In 1849, ill health forced his return to the Netherlands. While in the Netherlands, Junghuhn began work on a four volume treatise published in Dutch and translated into German between 1850 and 1854: Java, deszelfs gedaante, bekleeding en inwendige struktuur (in German: Java, seine Gestalt, Pflanzendecke, und sein innerer Bau). Junghuhn was an avid humanist and socialist. In the Netherlands he published anonymously his free-thinking manifesto Licht- en Schaduwbeelden uit de Binnenlanden van Java (Images of Light and Shadow from Java's interior) between 1853 and 1855. The work was controversial, advocating socialism in the colonies and fiercely criticizing Christian and Islamic proselytization of the Javanese people. Junghuhn instead wrote of his preference for a form of Pandeism (pantheistic deism), contending that God was in everything, but could only be determined through reason. The work was banned in Austria and parts of Germany for its "denigrations and vilifications of Christianity", but was a strong seller in the Netherlands where it was first published pseudonymously. It was also popular in colonial Indonesia, despite opposition from the Dutch Christian Church there.
Recovered from his ills, Junghuhn returned to Java in 1855. Highly interested in botany and its practical applications, he became embroiled in a bitter and extended controversy about the effectiveness of Cinchona species in the treatment of malaria. This controversy was conducted in public and in print with open letters to and demands on Het Natuurkundig Genootschap; part of this exchange of minds can be followed in Natuurkundig Tijdschrift voor Nederlandsch Indië from 1862 onwards. At his direction massive plantation of Chincocina was carried out in Java, making it leading producer of Kina (Chinocina bark).

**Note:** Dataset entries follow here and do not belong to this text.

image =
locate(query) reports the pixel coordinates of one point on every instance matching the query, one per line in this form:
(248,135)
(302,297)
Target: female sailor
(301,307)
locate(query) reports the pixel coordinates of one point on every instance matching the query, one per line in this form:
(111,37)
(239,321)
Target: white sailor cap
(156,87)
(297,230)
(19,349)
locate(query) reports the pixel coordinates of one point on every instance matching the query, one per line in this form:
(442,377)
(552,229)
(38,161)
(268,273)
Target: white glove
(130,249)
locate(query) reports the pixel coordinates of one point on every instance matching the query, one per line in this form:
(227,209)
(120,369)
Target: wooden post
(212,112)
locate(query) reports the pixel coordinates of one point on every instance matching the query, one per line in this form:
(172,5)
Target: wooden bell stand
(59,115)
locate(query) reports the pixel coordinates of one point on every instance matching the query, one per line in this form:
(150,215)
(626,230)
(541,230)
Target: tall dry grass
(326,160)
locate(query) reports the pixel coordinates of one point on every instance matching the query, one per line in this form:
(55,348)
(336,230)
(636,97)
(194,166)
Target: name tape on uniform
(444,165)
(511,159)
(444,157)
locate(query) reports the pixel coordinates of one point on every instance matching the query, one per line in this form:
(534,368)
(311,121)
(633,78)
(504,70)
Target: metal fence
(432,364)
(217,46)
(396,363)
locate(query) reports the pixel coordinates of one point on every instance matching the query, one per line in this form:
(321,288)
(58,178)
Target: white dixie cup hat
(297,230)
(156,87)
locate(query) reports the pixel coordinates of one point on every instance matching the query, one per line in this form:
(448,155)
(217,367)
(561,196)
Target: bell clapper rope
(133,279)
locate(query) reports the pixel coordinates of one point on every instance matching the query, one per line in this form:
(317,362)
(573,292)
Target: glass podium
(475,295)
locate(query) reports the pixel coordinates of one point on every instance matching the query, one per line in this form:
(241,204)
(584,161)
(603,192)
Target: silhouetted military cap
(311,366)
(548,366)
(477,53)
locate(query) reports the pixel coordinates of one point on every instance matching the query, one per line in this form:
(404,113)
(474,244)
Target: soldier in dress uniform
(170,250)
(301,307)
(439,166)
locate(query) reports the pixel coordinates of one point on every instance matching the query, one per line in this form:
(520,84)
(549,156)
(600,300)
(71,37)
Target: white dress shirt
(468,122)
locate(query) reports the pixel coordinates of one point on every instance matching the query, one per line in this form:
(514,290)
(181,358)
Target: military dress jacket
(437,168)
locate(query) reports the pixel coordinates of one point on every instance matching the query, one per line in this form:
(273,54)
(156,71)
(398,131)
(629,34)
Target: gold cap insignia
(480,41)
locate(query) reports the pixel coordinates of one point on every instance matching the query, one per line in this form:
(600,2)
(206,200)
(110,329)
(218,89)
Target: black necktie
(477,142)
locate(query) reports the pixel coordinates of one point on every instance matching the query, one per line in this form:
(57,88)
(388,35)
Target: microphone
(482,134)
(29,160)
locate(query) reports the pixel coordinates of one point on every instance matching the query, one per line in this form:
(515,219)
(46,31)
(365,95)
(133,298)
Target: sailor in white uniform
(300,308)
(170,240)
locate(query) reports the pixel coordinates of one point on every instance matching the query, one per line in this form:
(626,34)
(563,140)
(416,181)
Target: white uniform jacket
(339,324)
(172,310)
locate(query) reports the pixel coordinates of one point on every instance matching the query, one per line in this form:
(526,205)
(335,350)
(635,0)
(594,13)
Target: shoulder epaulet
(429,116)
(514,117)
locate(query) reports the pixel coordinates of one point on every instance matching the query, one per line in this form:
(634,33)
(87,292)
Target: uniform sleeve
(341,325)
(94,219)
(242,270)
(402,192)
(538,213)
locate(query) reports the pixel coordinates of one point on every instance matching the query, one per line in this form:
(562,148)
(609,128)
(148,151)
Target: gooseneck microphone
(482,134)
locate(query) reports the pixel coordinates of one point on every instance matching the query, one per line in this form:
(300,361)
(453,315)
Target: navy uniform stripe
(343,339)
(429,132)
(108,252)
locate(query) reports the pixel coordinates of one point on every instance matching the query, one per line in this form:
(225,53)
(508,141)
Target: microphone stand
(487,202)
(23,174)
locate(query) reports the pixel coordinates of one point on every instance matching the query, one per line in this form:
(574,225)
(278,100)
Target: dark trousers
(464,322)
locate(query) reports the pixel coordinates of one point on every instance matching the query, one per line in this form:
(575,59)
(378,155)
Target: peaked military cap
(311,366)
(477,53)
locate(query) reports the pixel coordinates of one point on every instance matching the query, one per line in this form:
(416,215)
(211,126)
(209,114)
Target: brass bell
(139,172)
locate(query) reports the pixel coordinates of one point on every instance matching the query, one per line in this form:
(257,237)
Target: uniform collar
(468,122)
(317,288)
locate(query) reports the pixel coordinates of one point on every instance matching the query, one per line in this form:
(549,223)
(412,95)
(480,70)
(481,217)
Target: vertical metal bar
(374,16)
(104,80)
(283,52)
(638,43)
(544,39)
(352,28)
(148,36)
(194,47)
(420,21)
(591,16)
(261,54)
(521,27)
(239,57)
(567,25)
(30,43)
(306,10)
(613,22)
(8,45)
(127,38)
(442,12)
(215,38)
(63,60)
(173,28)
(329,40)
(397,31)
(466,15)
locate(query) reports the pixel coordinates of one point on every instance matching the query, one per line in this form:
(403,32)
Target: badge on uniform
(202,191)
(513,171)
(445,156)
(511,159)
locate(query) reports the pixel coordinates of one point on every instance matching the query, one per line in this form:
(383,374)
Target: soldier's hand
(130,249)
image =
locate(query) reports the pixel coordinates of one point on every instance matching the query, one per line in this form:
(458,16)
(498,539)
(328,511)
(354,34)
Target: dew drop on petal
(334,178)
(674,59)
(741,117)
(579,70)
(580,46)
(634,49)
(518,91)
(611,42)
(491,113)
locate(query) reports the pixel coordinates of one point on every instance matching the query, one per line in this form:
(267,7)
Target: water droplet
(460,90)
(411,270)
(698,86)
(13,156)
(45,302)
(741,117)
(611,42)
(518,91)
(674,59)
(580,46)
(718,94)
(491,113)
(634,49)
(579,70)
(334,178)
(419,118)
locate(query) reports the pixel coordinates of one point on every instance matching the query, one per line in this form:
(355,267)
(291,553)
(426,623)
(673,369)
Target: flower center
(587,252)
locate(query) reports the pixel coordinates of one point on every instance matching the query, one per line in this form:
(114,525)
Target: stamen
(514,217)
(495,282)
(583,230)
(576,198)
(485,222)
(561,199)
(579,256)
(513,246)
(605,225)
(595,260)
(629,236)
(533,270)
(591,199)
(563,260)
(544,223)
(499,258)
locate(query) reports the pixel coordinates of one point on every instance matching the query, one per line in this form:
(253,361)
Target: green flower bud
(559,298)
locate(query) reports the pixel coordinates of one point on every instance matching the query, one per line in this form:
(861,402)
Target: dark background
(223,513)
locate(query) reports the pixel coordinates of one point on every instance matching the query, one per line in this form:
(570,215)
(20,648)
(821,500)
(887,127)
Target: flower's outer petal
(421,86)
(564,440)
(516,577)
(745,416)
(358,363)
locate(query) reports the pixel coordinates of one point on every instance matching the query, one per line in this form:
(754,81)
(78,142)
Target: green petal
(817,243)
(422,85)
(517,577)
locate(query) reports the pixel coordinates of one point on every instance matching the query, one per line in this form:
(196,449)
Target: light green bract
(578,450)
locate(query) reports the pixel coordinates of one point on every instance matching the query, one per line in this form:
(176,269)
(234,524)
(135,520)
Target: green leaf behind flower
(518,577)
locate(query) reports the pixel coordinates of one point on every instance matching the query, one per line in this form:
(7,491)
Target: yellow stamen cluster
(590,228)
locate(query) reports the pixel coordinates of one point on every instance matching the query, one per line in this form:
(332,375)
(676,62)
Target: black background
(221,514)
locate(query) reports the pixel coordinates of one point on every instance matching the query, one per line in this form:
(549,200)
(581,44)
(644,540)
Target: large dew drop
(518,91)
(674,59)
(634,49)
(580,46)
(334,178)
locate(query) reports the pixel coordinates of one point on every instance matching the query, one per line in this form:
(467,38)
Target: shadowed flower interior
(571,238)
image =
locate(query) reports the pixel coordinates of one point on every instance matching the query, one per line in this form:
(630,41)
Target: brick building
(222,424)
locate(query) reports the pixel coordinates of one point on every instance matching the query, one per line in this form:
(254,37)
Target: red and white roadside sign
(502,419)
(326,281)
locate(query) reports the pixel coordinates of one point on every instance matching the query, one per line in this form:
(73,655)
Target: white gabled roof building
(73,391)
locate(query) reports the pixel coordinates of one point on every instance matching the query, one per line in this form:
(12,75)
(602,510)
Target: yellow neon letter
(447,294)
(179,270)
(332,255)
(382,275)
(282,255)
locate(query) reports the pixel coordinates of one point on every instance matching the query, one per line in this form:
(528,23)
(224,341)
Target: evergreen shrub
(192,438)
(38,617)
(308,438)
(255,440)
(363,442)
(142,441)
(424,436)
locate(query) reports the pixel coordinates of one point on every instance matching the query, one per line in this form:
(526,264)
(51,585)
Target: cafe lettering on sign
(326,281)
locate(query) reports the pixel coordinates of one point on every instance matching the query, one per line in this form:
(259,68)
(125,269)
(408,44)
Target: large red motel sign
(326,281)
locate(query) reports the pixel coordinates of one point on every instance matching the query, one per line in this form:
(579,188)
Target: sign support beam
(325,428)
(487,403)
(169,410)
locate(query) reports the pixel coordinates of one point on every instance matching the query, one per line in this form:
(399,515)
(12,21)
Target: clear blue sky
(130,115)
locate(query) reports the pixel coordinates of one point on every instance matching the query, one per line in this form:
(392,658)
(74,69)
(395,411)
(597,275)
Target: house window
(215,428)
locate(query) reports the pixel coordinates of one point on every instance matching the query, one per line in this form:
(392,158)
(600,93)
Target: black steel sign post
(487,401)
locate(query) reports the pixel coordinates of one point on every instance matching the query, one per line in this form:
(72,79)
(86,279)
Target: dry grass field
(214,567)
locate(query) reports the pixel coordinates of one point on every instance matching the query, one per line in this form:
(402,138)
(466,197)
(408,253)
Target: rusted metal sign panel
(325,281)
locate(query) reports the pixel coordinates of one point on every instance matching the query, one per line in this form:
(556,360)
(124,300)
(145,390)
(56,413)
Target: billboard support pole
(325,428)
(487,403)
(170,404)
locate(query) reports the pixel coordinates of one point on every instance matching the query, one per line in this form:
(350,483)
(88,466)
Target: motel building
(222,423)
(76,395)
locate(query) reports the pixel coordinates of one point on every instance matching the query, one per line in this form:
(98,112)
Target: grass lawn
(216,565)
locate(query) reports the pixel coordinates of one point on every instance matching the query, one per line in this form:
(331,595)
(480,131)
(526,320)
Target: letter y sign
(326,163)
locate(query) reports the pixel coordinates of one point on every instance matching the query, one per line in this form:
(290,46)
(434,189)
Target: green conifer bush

He remained on Java until his death from liver disease in 1864. On his deathbed in his house near Lembang on the slopes of the volcano Tangkuban Perahu just north of Bandung, Java, it is said that Junghuhn asked the doctor to open the windows, in order to say goodbye to the mountains that he loved.
In Lembang there is a small monument to his memory in a grassy square named after him planted with some of his favorite trees among which the Cinchona. A minor item of trivia playing into polemical discussions of Junghuhn is his surname, literally translated as "young chicken".
The plants Cyathea junghuhniana and Nepenthes junghuhnii are named after Franz Junghuhn.